It’s been a long year for the many St. Louisans anticipating what will likely be one of the most talked-about restaurants in recent memory. And it’s been even longer for Ben Grupe, who had hoped to open Tempus, his flagship restaurant in The Grove, as far back as late 2019, when construction issues and a pandemic got in the way.
Almost exactly a year ago, Tempus opened its doors—or rather a pickup window on the side of the building—where the acclaimed chef doled out some of the tastiest (and most Insta-worthy) takeout food in the city. Tempus was featured on the cover of SLM’s February 2021 food feature, “A Guide to Top-notch Takeout,” and claimed the No. 6 spot on the 2021 USA Today’s 10 Best Readers’ Choice awards.
At long last, the dining room at Tempus is slated to open November 3.

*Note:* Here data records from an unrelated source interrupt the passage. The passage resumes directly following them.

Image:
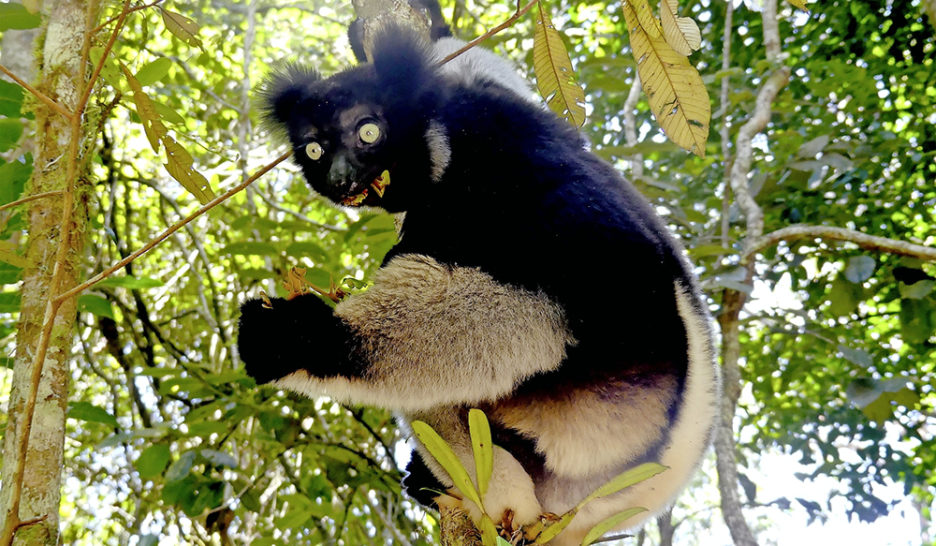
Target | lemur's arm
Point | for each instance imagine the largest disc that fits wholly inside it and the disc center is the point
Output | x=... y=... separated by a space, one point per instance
x=425 y=334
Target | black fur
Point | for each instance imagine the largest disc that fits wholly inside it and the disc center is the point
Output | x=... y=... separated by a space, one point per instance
x=520 y=198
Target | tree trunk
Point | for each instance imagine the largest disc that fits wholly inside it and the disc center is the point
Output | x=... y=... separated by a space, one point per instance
x=57 y=167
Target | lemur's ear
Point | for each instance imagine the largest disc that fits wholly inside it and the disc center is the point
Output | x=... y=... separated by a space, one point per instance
x=282 y=91
x=402 y=60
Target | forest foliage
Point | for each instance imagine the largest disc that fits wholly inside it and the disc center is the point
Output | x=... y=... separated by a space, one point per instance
x=169 y=440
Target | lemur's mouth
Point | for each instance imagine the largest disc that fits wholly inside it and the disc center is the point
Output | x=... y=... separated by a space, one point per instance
x=375 y=191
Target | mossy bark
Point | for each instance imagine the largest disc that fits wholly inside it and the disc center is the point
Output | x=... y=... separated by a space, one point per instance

The decision came after months of thoughtful consideration from Grupe and Drew Lucido, general manager/ace mixologist/beverage expert (and the head bar honcho at the former Taste in the Central West End), who’s been on board since Tempus’ planning stages. In a casual conversation this summer, Grupe told SLM that he couldn’t just open with any staff; it had to be “the right staff, a proper staff, a knowledgeable staff”—a tall order given the current restaurant climate.
Lucido echoes Tempus’ ‘just’ mantra. “There’s no ‘just’ here,” he says. “We don’t just do anything. We do things right and to the best of our ability.”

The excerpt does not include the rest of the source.